Automatic detection of problem-gambling signs from online texts using large language models
This work addresses the public health issue of problem gambling by providing a computational tool for early detection in online communities, though it is incremental as it applies an existing method to a new domain.
The study tackled the problem of detecting signs of problem gambling from online forum posts by fine-tuning a BERT model on manually annotated data from a German gambling discussion board, achieving a precision of 0.95 and an F1 score of 0.71.

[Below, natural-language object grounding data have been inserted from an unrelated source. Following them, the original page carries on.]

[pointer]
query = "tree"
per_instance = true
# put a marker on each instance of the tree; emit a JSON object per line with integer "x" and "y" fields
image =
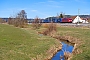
{"x": 36, "y": 23}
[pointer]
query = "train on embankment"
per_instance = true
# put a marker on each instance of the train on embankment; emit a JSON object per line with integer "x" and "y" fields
{"x": 57, "y": 20}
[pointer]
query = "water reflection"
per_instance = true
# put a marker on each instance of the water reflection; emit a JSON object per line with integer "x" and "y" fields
{"x": 60, "y": 55}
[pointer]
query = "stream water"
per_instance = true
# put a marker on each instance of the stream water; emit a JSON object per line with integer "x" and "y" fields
{"x": 65, "y": 47}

Problem gambling is a major public health concern and is associated with profound psychological distress and economic problems. There are numerous gambling communities on the internet where users exchange information about games, gambling tactics, as well as gambling-related problems. Individuals exhibiting higher levels of problem gambling engage more in such communities. Online gambling communities may provide insights into problem-gambling behaviour. Using data scraped from a major German gambling discussion board, we fine-tuned a large language model, specifically a Bidirectional Encoder Representations from Transformers (BERT) model, to predict signs of problem-gambling from forum posts. Training data were generated by manual annotation and by taking into account diagnostic criteria and gambling-related cognitive distortions. Using k-fold cross-validation, our models achieved a precision of 0.95 and F1 score of 0.71, demonstrating that satisfactory classification performance can be achieved by generating high-quality training material through manual annotation based on diagnostic criteria. The current study confirms that a BERT-based model can be reliably used on small data sets and to detect signatures of problem gambling in online communication data. Such computational approaches may have potential for the detection of changes in problem-gambling prevalence among online users.